A OpenAI, avaliada em US$ 852 bilhões em março de 2026, serve como horizonte de escala mais do que como referência operacional: a empresa gera receitas, lança produtos comerciais e opera desde 2015. A comparação útil continua sendo a com a Pi.
A mudança no perímetro dos subscritores
O precedente recente esclarece o que está mudando. A ActuIA documentou em sua edição n°18 que a OpenAI havia estruturado, em outubro de 2024, uma linha de crédito de US$ 4 bilhões junto a vários grandes bancos - um instrumento de dívida, sem participação societária.

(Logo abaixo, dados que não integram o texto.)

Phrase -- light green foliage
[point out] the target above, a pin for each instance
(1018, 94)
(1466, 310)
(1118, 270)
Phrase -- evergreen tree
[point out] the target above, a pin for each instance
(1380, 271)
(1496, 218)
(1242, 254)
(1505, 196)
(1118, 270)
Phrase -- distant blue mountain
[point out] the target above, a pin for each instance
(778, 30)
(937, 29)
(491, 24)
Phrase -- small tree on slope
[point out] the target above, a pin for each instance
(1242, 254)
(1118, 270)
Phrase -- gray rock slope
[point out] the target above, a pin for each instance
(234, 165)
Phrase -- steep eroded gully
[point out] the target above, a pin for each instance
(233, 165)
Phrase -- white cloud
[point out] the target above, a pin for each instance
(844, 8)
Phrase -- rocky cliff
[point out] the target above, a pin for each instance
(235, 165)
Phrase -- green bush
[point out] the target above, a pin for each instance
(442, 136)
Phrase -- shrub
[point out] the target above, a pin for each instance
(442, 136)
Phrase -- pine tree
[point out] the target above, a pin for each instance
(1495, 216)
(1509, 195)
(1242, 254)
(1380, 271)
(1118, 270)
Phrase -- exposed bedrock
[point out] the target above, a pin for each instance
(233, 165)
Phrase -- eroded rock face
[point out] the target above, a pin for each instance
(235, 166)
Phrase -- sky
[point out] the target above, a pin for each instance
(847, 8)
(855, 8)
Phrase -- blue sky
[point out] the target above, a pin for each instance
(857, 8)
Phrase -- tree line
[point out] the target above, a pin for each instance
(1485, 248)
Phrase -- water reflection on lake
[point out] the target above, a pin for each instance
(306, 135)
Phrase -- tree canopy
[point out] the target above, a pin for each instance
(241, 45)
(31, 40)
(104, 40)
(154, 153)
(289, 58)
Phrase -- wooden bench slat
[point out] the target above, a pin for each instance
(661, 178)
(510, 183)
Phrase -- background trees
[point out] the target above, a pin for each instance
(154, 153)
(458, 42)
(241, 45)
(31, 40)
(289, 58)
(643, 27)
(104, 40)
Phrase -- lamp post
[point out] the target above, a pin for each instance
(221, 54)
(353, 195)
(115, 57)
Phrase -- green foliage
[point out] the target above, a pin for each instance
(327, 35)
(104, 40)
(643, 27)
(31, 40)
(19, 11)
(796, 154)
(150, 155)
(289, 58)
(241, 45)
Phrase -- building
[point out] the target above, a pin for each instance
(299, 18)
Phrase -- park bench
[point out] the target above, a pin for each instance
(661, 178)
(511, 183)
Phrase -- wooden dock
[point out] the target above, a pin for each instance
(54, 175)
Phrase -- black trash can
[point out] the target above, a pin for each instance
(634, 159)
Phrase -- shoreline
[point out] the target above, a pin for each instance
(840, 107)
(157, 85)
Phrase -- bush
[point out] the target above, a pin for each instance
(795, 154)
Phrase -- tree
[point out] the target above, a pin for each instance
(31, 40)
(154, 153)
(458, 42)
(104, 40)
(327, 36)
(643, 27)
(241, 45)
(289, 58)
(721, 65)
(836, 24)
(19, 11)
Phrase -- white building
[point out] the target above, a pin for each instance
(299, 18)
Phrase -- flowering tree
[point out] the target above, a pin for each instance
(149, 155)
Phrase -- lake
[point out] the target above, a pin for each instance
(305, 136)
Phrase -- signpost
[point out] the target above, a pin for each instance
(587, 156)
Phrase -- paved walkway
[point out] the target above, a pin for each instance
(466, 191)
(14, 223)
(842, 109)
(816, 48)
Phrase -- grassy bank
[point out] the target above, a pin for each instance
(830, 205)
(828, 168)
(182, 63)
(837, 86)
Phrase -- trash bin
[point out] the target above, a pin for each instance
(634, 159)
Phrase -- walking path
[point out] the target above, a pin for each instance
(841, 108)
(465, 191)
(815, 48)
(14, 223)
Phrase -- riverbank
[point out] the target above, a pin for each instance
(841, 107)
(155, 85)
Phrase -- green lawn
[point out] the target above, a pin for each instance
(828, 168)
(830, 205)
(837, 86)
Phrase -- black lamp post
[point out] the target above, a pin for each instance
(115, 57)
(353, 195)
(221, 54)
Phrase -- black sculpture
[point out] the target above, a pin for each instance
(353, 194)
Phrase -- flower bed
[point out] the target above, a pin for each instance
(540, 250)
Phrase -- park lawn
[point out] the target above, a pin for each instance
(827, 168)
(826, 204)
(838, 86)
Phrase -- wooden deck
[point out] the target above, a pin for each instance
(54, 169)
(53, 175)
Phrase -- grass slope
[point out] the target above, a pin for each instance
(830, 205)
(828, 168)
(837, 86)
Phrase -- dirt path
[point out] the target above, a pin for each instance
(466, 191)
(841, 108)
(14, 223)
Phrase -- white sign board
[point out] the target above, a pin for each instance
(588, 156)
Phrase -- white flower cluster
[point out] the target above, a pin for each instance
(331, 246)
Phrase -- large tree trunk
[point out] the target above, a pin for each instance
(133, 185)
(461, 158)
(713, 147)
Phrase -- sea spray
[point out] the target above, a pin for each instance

Segundo o comunicado oficial da Blackstone de 4 de maio de 2026, Anthropic, Blackstone, Hellman & Friedman e Goldman Sachs também constituíram uma joint venture capitalizada em US$ 1,5 bilhão para implantar o Claude nas empresas, com a Goldman aportando US$ 150 milhões: desta vez trata-se de equity, mas sobre um veículo de implantação, e não sobre o balanço de um laboratório.
A rodada da Prometheus, caso seu instrumento seja confirmado como equity no capital, marcaria um passo adicional - a entrada institucional direta em um laboratório pre-revenue, sem veículo intermediário. O condicional é obrigatório: nem a TechCrunch nem as fontes especializadas detalham a estrutura. DST Global e Arch Venture Partners, gestores clássicos de venture capital, permanecem no sindicato, o que sugere que a natureza da rodada não é exclusivamente institucional.
Duas variáveis enquadram o que vem a seguir. Bezos acumula a co-direção da Prometheus e a presidência executiva da Amazon, que conduz em paralelo, segundo os dados públicos disponíveis, um plano acelerado de automação sob Andy Jassy: o arbitramento de seu tempo e de sua fala pública se tornará um ponto de observação. O cronograma curto, por sua vez, depende de uma demonstração de produto: a Prometheus não divulgou nem roadmap nem marco verificável. A questão que decidirá o desfecho não é a do capital captado, mas sim a do que aparecerá em demonstração pública antes da próxima rodada.